オレゴン大学の心理学者。コールド・リーディングのスペシャリスト。アメリカの懐疑団体サイコップ主催のアンケート投票では、「20世紀の傑出した懐疑論者10傑」の第5位。

ボストン大学の学生時代にはマジシャンとしても活動。1970年代初期になると、ジェイムズ・ランディマルセロ・トルッツィ、マーチン・ガードナーらと一緒に、「RSEP」(Resources for the Scientific Evaluation of the Paranormal)という超常現象の調査グループを結成。

1976年にはサイコップの創設メンバーとして同会に参加。毎年のように政府機関から依頼のある、霊能者の透視や予知の真偽についても調査している。しかし50年近く調査を続けているが、未だに本物と言える者には出会ったことがないという。

1992年からは、毎年8月にオレゴン州で、ジュニア・スケプティック関連のキャンプを主催している。


レイ・ハイマンというと、訳書がひとつもないので日本では知名度が低いのですが、海外では特に超能力関連を得意とする懐疑論者として有名です。また仲間の懐疑論者に対しても、異論があればハッキリ意見を述べることでも知られています。

たとえば、サイコップが最初に行なった占星術の反証実験では、その手法に問題があるとして批判の先頭に立ちましたし、ランディのサイキック・チャレンジに対しても懐疑論者の中では数少ない批判的意見の持ち主です。

しかしそんなハイマンも、昔はガチのビリーバー(信奉者)でした。若い頃、手相の占い師をしていたとき、何百人もの客がハイマンの占いはよく当たると証言していたため、自分には超常的な力があると思い込んでしまったそうです。

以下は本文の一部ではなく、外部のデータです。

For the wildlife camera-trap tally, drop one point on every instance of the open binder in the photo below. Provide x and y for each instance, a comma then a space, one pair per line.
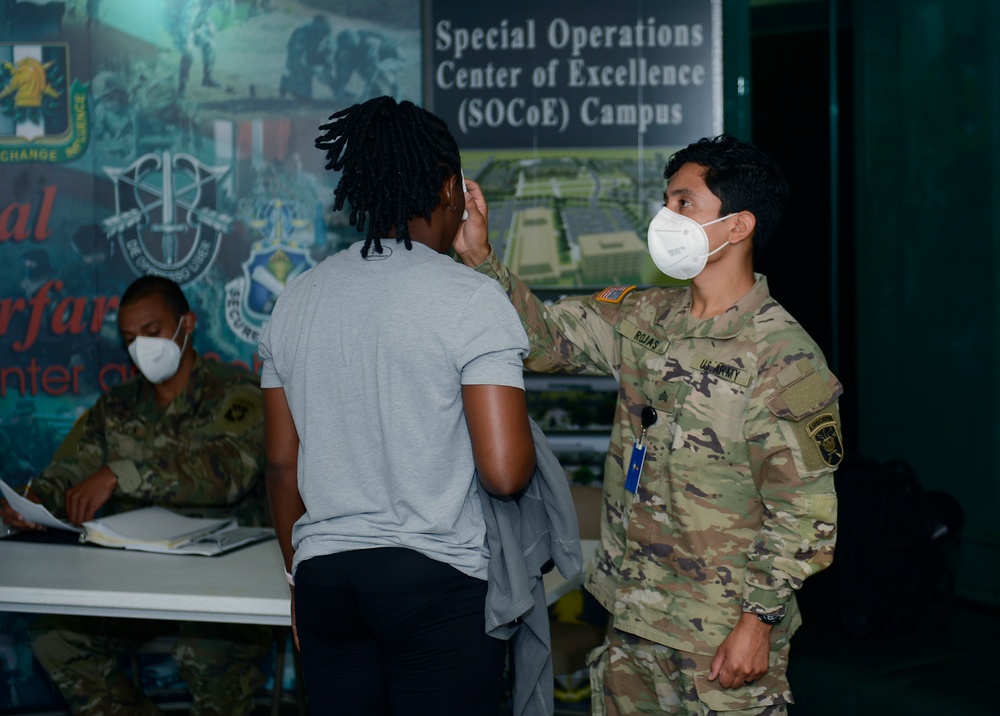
148, 529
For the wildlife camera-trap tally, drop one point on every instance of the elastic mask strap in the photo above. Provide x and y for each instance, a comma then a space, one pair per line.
716, 221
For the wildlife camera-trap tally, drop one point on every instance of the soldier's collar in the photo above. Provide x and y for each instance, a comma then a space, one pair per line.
726, 325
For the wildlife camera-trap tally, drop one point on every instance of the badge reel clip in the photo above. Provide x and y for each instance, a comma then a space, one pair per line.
647, 418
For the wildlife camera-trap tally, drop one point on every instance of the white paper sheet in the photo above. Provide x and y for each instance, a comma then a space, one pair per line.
32, 511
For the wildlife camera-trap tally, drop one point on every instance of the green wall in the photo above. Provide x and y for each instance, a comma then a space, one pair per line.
927, 144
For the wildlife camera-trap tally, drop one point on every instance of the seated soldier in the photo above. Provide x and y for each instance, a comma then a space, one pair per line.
186, 434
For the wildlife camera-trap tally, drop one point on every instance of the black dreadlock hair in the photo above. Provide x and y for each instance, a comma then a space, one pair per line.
393, 158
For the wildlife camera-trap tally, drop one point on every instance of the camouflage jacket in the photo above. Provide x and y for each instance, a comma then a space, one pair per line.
736, 503
203, 454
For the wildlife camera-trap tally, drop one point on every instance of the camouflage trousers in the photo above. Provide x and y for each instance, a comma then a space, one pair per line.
629, 675
83, 657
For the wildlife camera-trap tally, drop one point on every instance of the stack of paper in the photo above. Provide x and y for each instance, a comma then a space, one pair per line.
149, 529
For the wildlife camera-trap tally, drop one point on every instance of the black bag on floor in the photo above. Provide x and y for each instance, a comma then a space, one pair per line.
891, 563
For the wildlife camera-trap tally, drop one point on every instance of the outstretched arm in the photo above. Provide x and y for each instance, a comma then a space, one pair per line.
502, 446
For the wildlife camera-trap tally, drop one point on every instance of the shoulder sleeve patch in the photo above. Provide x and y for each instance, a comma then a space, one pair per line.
242, 409
613, 294
804, 388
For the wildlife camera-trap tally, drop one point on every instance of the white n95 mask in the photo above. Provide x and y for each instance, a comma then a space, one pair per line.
157, 358
679, 245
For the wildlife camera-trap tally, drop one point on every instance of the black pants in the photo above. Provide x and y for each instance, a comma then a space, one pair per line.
390, 631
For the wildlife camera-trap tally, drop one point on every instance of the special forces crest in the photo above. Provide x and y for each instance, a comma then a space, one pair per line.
166, 217
250, 297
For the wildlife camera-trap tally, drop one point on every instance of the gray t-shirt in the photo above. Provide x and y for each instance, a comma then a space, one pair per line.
372, 355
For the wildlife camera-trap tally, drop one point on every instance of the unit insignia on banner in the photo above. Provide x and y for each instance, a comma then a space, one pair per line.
250, 297
166, 215
43, 117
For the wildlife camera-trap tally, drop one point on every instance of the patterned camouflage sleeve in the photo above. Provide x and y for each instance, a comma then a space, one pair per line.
794, 437
568, 336
215, 461
80, 455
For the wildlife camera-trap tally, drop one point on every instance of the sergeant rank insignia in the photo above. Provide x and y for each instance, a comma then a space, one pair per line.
824, 431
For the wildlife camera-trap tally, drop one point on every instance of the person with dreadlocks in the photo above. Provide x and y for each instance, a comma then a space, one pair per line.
392, 378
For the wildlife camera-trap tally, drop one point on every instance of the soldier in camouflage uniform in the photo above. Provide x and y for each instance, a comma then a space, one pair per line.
735, 504
193, 442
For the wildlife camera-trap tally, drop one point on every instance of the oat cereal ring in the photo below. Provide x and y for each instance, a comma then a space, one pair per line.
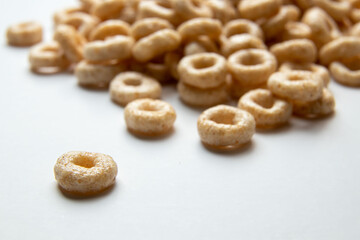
346, 73
296, 85
268, 111
251, 66
255, 9
149, 117
225, 128
296, 50
203, 70
113, 48
156, 44
47, 55
198, 97
340, 49
97, 76
70, 41
110, 28
144, 27
196, 27
338, 10
85, 173
24, 34
188, 9
319, 108
129, 86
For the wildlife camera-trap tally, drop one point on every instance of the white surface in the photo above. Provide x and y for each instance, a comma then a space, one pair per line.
298, 183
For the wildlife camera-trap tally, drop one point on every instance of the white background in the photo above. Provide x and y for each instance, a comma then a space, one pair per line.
301, 182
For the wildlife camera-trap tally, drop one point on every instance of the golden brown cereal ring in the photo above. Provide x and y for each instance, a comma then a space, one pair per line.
198, 97
70, 41
196, 27
296, 50
268, 110
129, 86
97, 75
346, 74
225, 127
110, 28
251, 66
149, 117
144, 27
156, 44
296, 85
85, 173
203, 70
338, 10
47, 55
339, 49
255, 9
188, 9
310, 67
24, 34
315, 109
117, 47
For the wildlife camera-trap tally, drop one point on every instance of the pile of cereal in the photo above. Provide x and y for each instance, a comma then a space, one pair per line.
273, 56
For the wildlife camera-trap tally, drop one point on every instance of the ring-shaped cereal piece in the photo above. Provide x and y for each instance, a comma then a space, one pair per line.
346, 74
149, 117
296, 85
156, 44
113, 48
203, 70
268, 110
97, 76
188, 9
251, 66
296, 50
340, 49
256, 9
110, 28
70, 41
129, 86
24, 34
225, 128
198, 97
144, 27
310, 67
196, 27
85, 173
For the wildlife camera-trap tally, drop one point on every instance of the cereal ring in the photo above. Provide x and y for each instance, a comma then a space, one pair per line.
117, 47
315, 109
110, 28
203, 70
129, 86
156, 44
198, 97
268, 111
310, 67
24, 34
225, 127
47, 55
85, 173
251, 66
144, 27
296, 50
97, 75
70, 41
256, 9
149, 117
296, 85
346, 73
339, 49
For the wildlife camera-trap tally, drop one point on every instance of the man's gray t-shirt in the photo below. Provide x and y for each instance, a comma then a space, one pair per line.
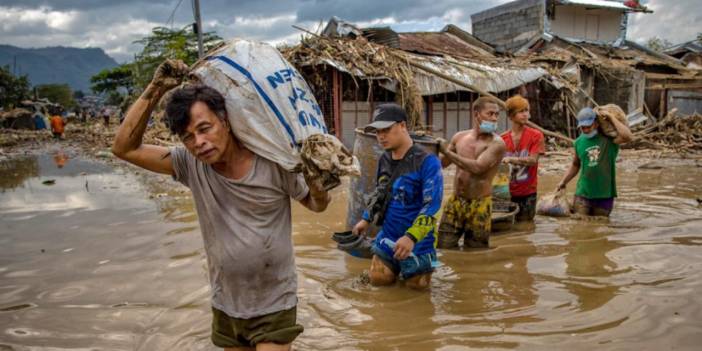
246, 227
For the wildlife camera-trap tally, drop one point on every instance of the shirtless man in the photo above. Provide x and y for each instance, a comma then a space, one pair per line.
477, 154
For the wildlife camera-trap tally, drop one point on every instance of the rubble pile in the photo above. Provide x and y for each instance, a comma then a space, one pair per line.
682, 134
373, 60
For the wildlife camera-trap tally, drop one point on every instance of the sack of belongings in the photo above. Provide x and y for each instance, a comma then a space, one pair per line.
603, 114
272, 110
555, 204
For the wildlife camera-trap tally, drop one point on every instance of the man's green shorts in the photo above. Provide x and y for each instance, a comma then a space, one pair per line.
278, 327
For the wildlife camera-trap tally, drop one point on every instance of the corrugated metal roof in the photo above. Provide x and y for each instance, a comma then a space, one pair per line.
488, 77
690, 46
440, 43
598, 3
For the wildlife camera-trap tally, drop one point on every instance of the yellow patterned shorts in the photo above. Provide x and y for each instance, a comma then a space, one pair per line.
472, 218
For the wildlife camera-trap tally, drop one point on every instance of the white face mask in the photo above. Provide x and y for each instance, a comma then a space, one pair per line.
488, 127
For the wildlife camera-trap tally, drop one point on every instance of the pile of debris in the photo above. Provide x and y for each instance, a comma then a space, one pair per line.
370, 59
680, 133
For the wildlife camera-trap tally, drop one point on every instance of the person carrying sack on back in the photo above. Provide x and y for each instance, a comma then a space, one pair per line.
595, 158
409, 188
243, 206
524, 146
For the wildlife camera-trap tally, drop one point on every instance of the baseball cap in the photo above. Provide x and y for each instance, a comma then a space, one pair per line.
385, 115
586, 117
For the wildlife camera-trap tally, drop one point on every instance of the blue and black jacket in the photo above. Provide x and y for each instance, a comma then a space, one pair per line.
415, 198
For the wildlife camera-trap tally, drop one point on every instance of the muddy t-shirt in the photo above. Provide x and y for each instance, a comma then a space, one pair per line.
246, 227
598, 157
523, 179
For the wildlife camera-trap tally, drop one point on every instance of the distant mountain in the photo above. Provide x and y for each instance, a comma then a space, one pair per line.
72, 66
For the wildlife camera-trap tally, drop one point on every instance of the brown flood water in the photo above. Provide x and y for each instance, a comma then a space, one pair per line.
104, 259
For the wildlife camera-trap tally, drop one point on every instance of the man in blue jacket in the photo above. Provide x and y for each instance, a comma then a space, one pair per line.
409, 187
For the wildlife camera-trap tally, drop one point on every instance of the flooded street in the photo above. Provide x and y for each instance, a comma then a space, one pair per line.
106, 259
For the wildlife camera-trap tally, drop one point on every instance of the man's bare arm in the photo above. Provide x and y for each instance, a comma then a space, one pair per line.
445, 161
488, 159
571, 173
128, 140
317, 199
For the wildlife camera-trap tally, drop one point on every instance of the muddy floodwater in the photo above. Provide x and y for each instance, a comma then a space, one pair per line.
98, 258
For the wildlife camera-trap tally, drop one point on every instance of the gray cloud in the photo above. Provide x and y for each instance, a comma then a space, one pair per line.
114, 25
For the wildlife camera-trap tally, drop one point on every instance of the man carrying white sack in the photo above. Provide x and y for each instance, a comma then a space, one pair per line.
243, 205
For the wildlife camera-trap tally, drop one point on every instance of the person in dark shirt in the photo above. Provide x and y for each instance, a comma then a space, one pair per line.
410, 179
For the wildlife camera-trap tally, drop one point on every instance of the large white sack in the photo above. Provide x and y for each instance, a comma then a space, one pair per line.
270, 106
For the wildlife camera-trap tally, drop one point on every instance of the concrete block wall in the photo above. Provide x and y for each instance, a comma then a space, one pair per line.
511, 25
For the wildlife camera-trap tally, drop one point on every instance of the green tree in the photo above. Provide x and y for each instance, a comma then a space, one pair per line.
165, 43
112, 79
13, 89
114, 98
658, 44
58, 93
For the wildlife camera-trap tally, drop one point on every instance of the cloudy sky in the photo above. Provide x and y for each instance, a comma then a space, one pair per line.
113, 25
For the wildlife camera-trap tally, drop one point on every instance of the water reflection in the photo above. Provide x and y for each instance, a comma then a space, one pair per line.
121, 259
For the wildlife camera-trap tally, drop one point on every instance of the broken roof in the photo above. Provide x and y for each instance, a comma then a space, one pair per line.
694, 46
451, 40
352, 56
605, 4
628, 55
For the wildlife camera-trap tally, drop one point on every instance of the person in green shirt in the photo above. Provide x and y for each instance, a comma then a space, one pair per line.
595, 159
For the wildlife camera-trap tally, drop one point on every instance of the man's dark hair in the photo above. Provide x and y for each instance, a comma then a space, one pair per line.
480, 103
182, 99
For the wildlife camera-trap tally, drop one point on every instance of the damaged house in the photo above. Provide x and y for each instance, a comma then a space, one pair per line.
583, 43
353, 69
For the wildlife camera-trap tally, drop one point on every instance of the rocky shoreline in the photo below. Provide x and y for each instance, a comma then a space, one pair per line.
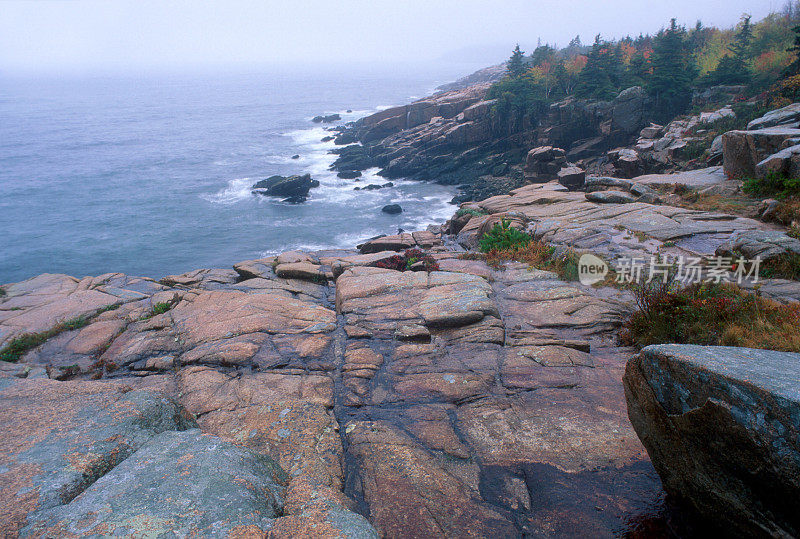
464, 400
408, 388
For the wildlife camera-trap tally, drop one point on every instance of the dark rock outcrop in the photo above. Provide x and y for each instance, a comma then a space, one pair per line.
743, 150
721, 427
292, 189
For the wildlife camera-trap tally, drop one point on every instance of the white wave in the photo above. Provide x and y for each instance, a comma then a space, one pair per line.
236, 191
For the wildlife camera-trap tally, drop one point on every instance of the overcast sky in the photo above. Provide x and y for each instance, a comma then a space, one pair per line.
45, 34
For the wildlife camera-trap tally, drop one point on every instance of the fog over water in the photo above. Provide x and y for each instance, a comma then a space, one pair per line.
129, 34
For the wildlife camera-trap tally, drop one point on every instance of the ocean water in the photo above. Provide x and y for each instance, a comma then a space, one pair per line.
150, 174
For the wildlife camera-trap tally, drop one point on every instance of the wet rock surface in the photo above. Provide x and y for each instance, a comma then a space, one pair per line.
397, 403
721, 427
356, 400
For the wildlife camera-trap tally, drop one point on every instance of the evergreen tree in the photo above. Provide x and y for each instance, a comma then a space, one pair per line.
516, 64
734, 69
638, 70
542, 54
794, 68
742, 44
674, 71
600, 78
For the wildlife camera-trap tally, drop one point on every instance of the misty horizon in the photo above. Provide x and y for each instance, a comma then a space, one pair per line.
88, 35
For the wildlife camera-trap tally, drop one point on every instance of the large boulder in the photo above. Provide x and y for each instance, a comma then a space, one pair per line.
783, 163
543, 163
187, 481
572, 177
290, 188
743, 150
722, 430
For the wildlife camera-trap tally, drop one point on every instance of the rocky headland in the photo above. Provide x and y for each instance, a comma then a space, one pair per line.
408, 388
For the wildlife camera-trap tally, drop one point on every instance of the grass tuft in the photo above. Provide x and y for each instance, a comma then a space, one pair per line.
470, 211
711, 314
158, 308
504, 237
21, 344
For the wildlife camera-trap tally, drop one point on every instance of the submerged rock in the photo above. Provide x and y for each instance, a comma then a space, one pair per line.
293, 189
721, 427
326, 118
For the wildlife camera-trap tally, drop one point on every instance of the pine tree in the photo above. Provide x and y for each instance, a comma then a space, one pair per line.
674, 71
600, 78
516, 64
794, 68
734, 69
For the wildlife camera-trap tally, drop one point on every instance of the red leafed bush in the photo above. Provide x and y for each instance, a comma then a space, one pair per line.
407, 261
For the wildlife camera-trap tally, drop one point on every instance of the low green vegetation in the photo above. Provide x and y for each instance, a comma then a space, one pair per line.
504, 237
773, 184
785, 266
710, 314
21, 344
158, 308
505, 243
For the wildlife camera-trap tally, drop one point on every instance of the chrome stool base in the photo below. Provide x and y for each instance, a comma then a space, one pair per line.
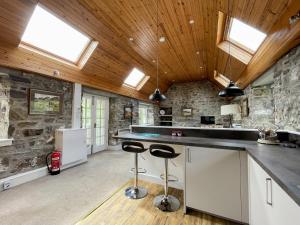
136, 193
166, 204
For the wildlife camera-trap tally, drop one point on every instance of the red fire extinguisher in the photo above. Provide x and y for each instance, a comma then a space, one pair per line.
53, 162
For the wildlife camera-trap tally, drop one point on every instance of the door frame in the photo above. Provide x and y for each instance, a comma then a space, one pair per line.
93, 148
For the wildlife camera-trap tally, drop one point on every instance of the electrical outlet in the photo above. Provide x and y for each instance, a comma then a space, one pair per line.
6, 185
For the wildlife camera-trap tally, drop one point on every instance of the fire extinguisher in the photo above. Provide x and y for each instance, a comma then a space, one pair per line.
53, 162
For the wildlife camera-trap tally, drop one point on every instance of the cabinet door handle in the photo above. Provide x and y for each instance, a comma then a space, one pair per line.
189, 155
269, 191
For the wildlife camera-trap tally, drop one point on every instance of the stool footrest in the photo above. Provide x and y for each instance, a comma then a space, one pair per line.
136, 192
171, 178
140, 170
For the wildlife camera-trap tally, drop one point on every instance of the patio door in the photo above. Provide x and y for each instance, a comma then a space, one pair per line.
95, 113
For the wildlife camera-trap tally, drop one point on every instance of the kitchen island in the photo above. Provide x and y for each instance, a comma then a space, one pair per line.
228, 159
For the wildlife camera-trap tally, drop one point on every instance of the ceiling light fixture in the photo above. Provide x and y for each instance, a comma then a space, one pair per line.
162, 39
157, 96
232, 90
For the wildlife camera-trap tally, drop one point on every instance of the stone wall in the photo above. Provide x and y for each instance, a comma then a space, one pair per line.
4, 106
31, 132
116, 112
201, 96
277, 103
116, 116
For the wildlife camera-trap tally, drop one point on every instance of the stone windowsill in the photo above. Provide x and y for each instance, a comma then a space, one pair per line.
5, 142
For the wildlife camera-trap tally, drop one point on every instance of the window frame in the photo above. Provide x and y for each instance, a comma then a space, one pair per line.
140, 84
85, 54
236, 43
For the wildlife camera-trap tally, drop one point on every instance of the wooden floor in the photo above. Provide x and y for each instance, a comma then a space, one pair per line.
119, 210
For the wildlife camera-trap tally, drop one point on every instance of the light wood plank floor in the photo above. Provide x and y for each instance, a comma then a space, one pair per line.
118, 210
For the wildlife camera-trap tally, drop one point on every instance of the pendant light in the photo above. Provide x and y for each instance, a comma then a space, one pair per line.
232, 90
157, 96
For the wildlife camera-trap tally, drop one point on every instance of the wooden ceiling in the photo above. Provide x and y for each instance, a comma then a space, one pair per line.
190, 52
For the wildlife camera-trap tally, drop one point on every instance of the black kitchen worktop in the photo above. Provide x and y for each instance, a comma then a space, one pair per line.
282, 164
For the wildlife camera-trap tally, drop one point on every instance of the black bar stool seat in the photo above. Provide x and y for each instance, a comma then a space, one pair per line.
165, 202
163, 151
135, 192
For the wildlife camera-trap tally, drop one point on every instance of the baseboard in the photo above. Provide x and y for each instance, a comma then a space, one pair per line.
115, 147
158, 180
22, 178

ところがあるとき、彼は突拍子もないことを思いつきます。「手相から読み取ったことと正反対のことを言ってみたらどうなるんだろう?」と。ハイマンは思い切ってそれを実行したところ、彼の信者はそれまでと全く変わらず熱狂的だったそうです。そして、これをきっかけに、ハイマンはこの種のものに懐疑的になったといいます。

自分には超常的な力があると思い込んでいる状況下で、もしかしたらと、自分の能力に疑いの目を向けるというのはなかなかできることではありませんね。何の力もない勘違いだと思い知らされる可能性があるわけですから。

しかしそれでも疑い、結果を自分に都合の良いように解釈する自己欺瞞にも陥らずに受け入れ、軌道修正することができたわけですから大したものです。おそらく若い頃のハイマンは、誤りを認めることは恥ではなく、むしろ誤りから目をそらして永遠に誤り続けるほうが恥だということに気付いたのだと思います。